Буроголовая гаичка – это восемь часов. Черноголовый поползень – одиннадцать.

Ну, в общем, вы поняли.

Проблема в том, что когда определенная птица ассоциируется с определенным часом, это очень сбивает. Особенно где-нибудь на природе. Всякий раз, когда рядом слышится звонкая трель воробьиной овсянки, ты думаешь про себя: что, уже десять часов?!

Ева въезжает в мамину палату передними колесами своей коляски.

– Ты сделал мне больно, – говорит она. – Но я не сказала маме.

Старичье. Человеческие огрызки.

Уже полчаса как пропела хохлатая синица, а мне надо успеть на работу до голубой сойки.

Ева считает, что я ее старший брат, который пялил ее лет этак сто назад. Мамина соседка по комнате, миссис Новак с ее жуткой отвисшей грудью необъятных размеров и большими, отвисшими же ушами, считает, что я – ее давний партнер по бизнесу, прожженный мерзавец, который украл у нее то ли волокноотделитель, то ли хорошую перьевую ручку.

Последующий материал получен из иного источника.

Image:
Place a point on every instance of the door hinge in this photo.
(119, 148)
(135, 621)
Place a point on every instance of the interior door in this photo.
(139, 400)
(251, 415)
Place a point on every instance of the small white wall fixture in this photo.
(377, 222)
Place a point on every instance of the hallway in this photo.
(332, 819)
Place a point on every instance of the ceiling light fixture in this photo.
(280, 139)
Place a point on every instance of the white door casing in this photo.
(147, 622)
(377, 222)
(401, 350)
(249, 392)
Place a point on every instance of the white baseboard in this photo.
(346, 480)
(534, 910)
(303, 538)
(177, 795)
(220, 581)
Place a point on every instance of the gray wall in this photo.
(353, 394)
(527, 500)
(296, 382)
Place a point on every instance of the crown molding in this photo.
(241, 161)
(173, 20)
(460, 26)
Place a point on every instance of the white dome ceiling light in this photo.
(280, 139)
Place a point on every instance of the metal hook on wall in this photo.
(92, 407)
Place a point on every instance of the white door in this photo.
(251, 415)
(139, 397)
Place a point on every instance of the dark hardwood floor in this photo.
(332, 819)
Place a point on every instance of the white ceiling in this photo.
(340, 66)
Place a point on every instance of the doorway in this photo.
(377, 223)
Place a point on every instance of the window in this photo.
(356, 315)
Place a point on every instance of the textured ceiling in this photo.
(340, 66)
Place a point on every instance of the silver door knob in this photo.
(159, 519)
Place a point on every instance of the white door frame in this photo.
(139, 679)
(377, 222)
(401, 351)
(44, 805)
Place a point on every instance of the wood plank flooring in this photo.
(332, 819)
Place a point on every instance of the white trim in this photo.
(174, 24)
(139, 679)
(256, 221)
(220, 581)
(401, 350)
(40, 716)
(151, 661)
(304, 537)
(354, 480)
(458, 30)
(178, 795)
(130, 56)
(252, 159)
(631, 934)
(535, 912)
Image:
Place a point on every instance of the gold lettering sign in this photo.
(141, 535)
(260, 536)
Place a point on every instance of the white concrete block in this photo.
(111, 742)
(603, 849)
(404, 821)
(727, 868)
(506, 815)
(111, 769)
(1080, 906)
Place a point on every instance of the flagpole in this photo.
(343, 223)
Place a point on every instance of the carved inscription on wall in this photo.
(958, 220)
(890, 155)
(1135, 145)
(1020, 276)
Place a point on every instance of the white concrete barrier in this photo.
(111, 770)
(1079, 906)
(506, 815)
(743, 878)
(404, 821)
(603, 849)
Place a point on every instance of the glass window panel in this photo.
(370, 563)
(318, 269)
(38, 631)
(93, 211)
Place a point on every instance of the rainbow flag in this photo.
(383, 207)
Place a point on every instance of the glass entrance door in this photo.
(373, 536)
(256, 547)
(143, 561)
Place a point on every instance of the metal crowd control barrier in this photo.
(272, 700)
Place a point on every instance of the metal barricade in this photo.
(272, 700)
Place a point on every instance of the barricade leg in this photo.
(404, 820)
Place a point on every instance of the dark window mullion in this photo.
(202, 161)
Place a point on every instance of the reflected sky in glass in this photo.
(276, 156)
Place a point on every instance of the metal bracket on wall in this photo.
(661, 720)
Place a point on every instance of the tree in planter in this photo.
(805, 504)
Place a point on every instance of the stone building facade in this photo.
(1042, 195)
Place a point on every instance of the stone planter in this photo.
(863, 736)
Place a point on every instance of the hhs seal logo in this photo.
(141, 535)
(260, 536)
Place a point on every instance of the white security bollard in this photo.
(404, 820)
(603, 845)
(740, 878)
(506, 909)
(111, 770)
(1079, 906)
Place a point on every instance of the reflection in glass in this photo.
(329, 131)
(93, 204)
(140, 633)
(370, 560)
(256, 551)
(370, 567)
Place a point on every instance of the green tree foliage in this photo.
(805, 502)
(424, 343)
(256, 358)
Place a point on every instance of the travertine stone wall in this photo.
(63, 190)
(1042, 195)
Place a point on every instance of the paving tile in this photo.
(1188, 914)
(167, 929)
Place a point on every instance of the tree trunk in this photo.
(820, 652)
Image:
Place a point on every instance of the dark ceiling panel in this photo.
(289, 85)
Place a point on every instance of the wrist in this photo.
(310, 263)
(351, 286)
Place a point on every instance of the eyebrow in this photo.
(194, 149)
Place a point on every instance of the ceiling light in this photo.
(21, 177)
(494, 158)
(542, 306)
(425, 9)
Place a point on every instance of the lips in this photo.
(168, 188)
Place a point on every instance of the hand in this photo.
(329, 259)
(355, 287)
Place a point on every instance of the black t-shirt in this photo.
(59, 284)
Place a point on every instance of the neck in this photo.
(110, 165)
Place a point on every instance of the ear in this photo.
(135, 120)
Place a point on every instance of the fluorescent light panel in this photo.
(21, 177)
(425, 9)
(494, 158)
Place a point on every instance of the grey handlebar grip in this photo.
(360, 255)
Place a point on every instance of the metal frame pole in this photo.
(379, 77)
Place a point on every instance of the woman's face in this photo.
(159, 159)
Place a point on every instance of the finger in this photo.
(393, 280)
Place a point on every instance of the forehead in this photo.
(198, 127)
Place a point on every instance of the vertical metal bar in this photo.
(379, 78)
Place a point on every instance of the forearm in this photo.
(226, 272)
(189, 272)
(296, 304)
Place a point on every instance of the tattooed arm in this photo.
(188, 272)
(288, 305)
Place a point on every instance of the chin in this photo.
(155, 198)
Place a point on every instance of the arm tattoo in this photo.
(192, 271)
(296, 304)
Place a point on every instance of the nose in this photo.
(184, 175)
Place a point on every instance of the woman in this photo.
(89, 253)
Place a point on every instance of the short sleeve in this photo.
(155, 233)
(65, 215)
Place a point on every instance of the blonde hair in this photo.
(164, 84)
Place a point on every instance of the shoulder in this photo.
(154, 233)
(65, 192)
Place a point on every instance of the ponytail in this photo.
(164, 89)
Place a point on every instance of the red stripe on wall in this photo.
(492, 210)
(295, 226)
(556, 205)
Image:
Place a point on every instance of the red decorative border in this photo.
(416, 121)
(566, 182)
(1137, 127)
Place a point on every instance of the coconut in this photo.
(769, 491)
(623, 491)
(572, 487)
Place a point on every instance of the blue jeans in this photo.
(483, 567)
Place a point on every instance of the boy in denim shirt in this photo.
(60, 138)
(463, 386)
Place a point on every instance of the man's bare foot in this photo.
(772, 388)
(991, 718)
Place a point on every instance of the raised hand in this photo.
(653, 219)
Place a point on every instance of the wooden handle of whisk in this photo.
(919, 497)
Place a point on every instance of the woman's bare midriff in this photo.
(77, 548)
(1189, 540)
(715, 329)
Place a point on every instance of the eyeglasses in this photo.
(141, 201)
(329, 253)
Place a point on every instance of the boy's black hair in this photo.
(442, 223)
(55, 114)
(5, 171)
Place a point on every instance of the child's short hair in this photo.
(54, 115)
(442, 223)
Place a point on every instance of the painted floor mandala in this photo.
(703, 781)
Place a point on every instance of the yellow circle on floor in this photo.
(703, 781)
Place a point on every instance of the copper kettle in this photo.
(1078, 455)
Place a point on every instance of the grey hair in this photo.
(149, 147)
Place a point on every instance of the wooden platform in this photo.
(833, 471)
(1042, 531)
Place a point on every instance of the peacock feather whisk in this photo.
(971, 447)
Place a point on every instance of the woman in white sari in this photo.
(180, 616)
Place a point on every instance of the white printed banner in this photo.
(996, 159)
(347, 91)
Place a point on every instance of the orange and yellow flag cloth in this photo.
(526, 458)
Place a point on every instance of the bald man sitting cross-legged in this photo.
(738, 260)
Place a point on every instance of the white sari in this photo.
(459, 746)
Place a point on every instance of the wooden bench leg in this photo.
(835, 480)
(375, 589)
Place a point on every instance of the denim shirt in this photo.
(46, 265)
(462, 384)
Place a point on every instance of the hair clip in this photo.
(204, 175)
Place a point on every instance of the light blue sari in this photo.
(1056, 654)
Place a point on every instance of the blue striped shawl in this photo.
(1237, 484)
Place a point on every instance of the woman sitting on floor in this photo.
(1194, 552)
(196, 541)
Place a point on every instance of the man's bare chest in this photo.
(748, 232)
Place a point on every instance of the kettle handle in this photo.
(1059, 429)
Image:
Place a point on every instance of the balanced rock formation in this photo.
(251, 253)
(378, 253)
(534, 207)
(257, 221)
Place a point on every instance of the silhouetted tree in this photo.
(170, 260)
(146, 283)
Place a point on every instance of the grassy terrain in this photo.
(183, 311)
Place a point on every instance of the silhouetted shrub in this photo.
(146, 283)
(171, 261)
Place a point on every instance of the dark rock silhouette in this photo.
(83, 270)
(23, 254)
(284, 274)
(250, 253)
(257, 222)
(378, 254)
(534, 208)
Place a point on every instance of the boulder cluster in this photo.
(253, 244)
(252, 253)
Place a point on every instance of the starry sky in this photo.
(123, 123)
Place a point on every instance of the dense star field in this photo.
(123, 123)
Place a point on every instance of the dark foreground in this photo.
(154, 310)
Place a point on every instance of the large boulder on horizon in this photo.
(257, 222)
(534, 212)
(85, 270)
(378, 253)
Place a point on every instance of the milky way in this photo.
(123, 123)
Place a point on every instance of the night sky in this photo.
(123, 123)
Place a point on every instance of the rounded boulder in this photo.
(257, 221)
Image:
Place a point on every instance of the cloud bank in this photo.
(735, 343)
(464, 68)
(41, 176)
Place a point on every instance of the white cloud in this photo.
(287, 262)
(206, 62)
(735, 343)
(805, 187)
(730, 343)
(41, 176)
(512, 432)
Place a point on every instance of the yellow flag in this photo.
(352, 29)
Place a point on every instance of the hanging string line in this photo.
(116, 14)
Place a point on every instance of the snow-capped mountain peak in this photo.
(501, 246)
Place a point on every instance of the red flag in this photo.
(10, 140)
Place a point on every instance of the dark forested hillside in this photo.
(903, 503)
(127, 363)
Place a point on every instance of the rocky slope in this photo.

Для этих женщин я – это кто-то другой.

– Ты сделал мне больно, – говорит Ева и подъезжает чуть ближе. – И я этого не забыла.

Каждый раз, когда я сюда прихожу, какая-то старая вешалка с лохматыми бровями – ее палата в конце коридора – называет меня Эйхманном. Другая старуха с катетером – прозрачная трубка вечно видна у нее из-под халата – бросается на меня с обвинениями, что я украл у нее собаку, и требует вернуть животное. Каждый раз, когда я прохожу мимо старушки в розовом свитере, в инвалидном кресле, она смотрит на меня одним затуманенным глазом и говорит:

– Я тебе видела. В ночь пожара. Ты был с ними.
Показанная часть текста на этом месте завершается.